The Royal Navy was led by Admiral Horatio Nelson, who was kind of a rock star in Britain at the time.
Admiral Nelson By Leonardo Guzzardi (1799)
Nelson was mortally wounded during the battle. Because the British wanted to give him a state funeral, they decided the best way to preserve his body for the long journey back to England was by submerging it in a barrel of brandy.
It worked pretty well. His body was transported back to England, and today is buried in St. Paul’s Cathedral. Statues of Nelson are all over the place in England—such as this modest little tribute in Trafalgar Square.
Pigeons will appreciate that the statue depicts Nelson missing his right arm (he lost an arm and an eye in a previous sea battle). photo by David Castor
All this is fairly well-known. But there’s been a story circulating for a long time that because their brandy rations were abruptly halted, sailors aboard the Victory siphoned off the brandy from the barrel in which their dead admiral was submerged and—blech—drank it.
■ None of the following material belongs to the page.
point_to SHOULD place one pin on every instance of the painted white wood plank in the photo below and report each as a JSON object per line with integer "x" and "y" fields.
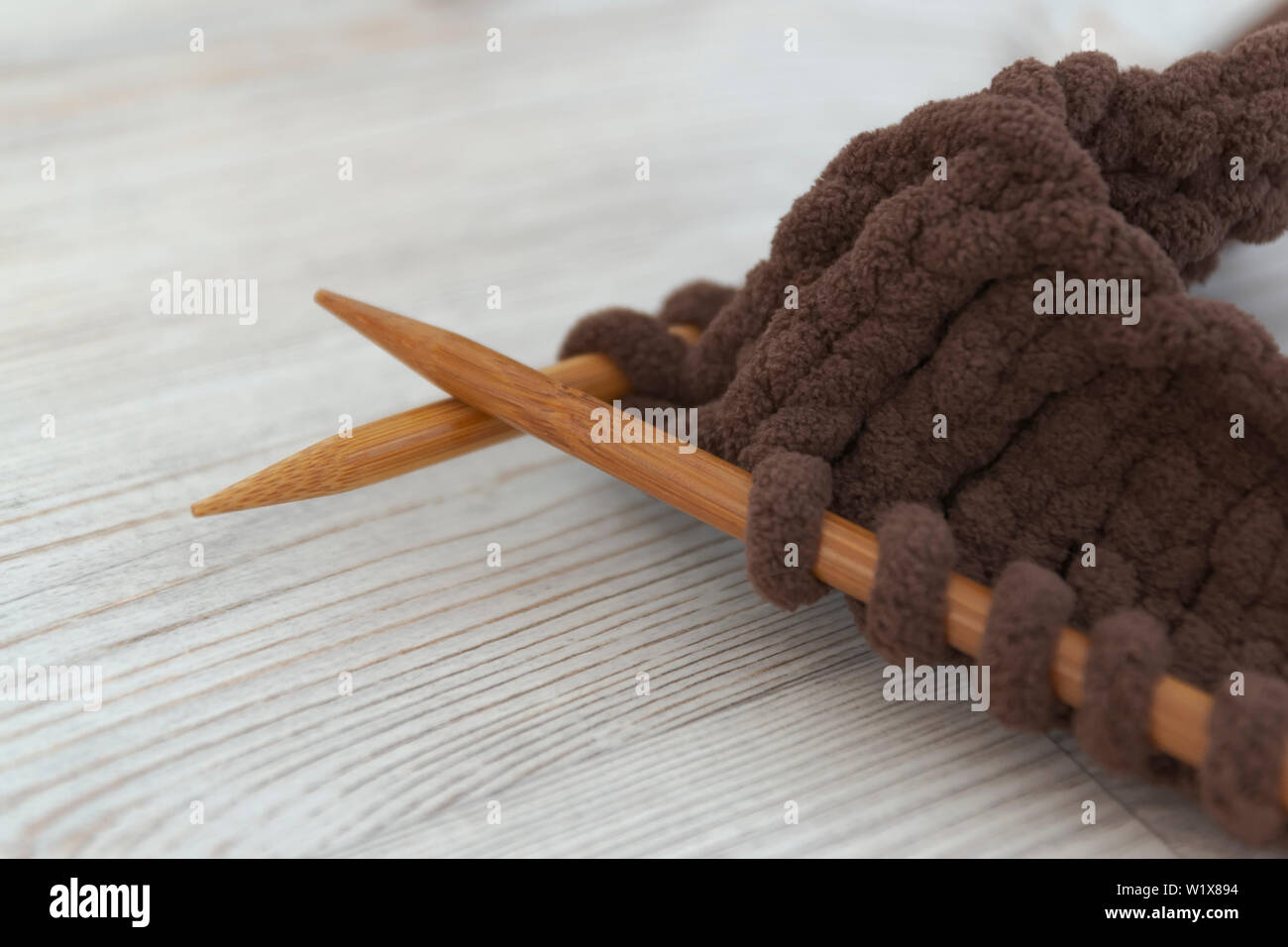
{"x": 471, "y": 684}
According to the myth-debunking website snopes.com, this story is unsubstantiated–although if you read it carefully, they don’t actually come out and say it isn’t true.
The British Navy began using the term “tapping the Admiral” to describe someone taking a drink on the sly.
Construction of the Great Wall of China began in the seventh century BC and continued for centuries. As many as a million workers died building it, mostly from starvation or exposure.